次句"路上行人慾斷魂",展現獨特的時空感知。"行人"與"遊人"之辨,尤見功力。韋應物【寒食】"清明寒食好,春園百卉開",着意游賞之樂;而杜牧筆下羈旅,恰與王維【送元二】"客舍青青柳色新"形成對話。"斷魂"語出江淹【別賦】"黯然銷魂者",然杜牧以虛字"欲"點化,使深隱情思具象可觸。這種"在路上"的移動視角,突破王維輞川式的靜態觀照。

後二句"借問酒家何處有,牧童遙指杏花村",構建詩學地理空間。酒家意象承陶潛【飲酒】譜系,而牧童應答則暗用【論語】"童子見門人惑"的經典場景。杏花村非實指,乃詩家營造的意象空間,與王維"桃源"、李白"瀛洲"同屬精神原鄉。值得注意的是空間轉換藝術:由雨幕的彌散空間,到酒家的聚集空間,終至杏花村的想象空間,完成三重遞進。

此詩最妙處在"遙指"的留白。牧童手勢所向,既實且虛,與郭熙【林泉高致】"遠望之以取其勢"的畫論相通。後世"杏花村"酒肆的衍生,恰證明詩歌意象的增殖能力。
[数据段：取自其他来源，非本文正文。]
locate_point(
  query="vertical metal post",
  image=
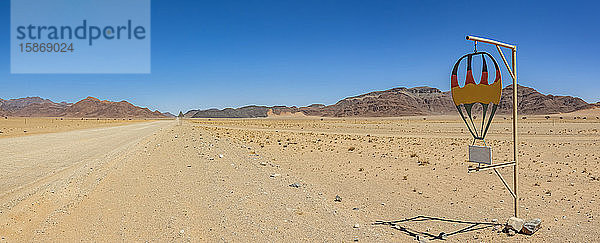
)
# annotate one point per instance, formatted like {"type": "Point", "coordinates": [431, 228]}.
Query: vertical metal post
{"type": "Point", "coordinates": [515, 136]}
{"type": "Point", "coordinates": [513, 73]}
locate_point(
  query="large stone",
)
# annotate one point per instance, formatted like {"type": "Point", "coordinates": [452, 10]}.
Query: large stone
{"type": "Point", "coordinates": [531, 226]}
{"type": "Point", "coordinates": [515, 224]}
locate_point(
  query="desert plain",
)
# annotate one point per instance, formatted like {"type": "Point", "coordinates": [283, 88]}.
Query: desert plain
{"type": "Point", "coordinates": [296, 179]}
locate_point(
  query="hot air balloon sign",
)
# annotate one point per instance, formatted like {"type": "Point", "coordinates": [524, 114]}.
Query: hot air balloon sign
{"type": "Point", "coordinates": [484, 93]}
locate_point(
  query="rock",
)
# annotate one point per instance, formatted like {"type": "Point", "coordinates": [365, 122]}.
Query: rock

杜牧以廿八字構建的節氣感知範式,影響直至宋人"滿眼遊絲兼落絮"(晏殊)的清明書寫。

要之,此詩將節氣、物候、行旅熔鑄為詩學晶體。在杜牧筆下,清明不僅是時間節點,更成為承載文化記憶與生命體驗的詩意空間。其價值不在摹寫景物,而在創造中國人感知世界的獨特方式。